Composer Anu Malik and production house, Vishesh Films, go a long way back. It was movies like ‘Jaanam’ (1993) and ‘Sir’ (1993) which gave a much needed platform for a then struggling Anu Malik to showcase a wide variety of tunes. The association was very fruitful till ‘Kalyug’ (2005). The flamboyant production house opted for multiple composers in the past decade and Anu Malik stayed at bay. ‘Begum Jaan’ reunites them, not in a massive way, but still. Supported by Kausar Munir (‘Ek Tha Tiger’, ‘Dhoom 3’, ‘Bajrangi Bhaijaan’ and ‘Dear Zindagi’) in the lyrics department, the plot is set in 1947. It is therefore imperative that the music reflects the past era.
The choice of Asha Bhosle was definitely right as the singer in “Prem Mein Tohre”, which can easily be categorized as a semi-classical number and it has Anu Malik stamp all over it. What works is the pace of the song, which steadily brings the assortment of musical instruments like tabla, sarod and sitar to elevate the track. The rendition by the legendary singer is exemplary. The sharp programming (Hitesh Modak) gives the number a unique feel and makes listeners feel the past era. The tune is neat and does not deviate too much.
“Prem Mein Tohre (Reprise)” by Kavita Seth has a twist to it as the voice of the singer makes it sound like simply another number. In her own style, she adds her own charm to it. The difference between the two voices actually is what separates the two numbers in distinction. This version sounds more suited for the visuals. The arrangements are similar to the original.

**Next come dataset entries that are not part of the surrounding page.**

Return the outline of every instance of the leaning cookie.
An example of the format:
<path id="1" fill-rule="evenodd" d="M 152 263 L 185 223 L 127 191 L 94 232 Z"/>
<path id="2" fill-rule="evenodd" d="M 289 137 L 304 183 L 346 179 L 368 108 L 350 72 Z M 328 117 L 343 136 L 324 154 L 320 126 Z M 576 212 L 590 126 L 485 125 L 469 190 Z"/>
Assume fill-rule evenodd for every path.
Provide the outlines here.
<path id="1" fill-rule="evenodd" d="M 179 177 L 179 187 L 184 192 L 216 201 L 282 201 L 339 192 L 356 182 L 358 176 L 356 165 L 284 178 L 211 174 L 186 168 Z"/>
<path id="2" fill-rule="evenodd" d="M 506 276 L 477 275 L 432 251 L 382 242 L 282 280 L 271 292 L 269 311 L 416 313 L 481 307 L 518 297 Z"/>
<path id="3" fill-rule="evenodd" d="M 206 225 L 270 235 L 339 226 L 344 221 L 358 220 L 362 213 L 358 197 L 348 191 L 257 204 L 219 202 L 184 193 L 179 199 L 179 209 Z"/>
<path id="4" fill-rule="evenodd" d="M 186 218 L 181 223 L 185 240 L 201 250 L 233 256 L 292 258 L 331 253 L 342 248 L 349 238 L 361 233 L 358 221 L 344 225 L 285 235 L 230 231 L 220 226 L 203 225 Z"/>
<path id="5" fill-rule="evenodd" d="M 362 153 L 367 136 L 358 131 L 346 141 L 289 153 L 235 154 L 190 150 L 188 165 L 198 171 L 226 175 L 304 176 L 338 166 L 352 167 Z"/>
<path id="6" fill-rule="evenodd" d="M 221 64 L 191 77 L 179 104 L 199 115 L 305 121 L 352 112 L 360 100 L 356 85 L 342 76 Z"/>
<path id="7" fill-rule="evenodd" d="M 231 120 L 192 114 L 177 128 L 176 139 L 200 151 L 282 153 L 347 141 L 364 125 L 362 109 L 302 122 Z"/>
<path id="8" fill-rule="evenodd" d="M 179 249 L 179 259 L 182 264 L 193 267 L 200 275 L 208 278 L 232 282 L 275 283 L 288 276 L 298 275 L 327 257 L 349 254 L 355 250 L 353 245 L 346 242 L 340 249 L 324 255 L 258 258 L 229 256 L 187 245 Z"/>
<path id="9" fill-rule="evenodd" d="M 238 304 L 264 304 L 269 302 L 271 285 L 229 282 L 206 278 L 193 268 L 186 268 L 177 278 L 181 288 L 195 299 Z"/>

High pitched renditions are at rendez-vous in the long “Aazaadiyan”, which perfectly captures the main essence of the movie. With Rahat Fateh Ali Khan and Sonu Nigam at the forefront of singing, they eventually bring the required gusto and emotions into a track, which are essentially needed and they do it well. The shehnai is heard predominately in the background and although the arrangements are well synched, the track would work mostly on screen, despite good performances and a situational tune.
Talking about situational tunes, “Holi Khelein” reunites Shreya Ghoshal with the composer after ages and the collaboration, along with his daughter Anmol Malik, produces a conventional Holi track. The veteran composer does not neglect both interludes while the flute is used aptly in the background. Although the piece does not contain all the commercial Bollywood ingredients to make it to the charts, it does have a good feel to it, with the help of talented Anmol Malik who puts some punch to the ‘mukhda’.
“O Re Kaharo” by Kalpana Patowary and Altamash Faridi follow the situational template, earlier created, but does not divert from the main plot. The ‘heard-before’ feeling is apparent at several places but this does not mean that Anu Malik did not invest efforts into creating a fresh tune. Both singers’ performances are above average and the track manages to bring listeners back in time.
“Woh Subah” (Bonus Track) by Arijit Singh and Shreya Ghoshal is a simplified take on the Mukesh and Asha Bhosle’s evergreen number in ‘Phir Subah Hogi’ (1958). The arrangements are passable and the singing is routine.
Arijit Singh’s “Murshida” (Bonus Track) engages the listener from start to finish. It is a pleasing, melodious and soft number, which equates with brilliance and talent. The crisp arrangements and the high pitched rendition by the talented singer uplifts the tune to another level. The track is not ground-breaking but it immerses connoisseurs of music into the voice, tune and music. Written by Rahat Indori, it has an old Anu Malik charm to it. That’s enough for a feel-good factor!
‘Begum Jaan’ brings an Anu Malik which again shows talent at many places. While “Prem Mein Tohre” and “Aazaadiyan” show the depth of his tunes, the other songs fit the script. Should there have been more exposure to compose melodious numbers like “Murshida”, the veteran composer would have shown a larger repertoire but for the small-budget movie, the composer, along with lyricist Kausar Munir, they have managed to deliver songs which will mostly move the story ahead while satisfying fans of an era.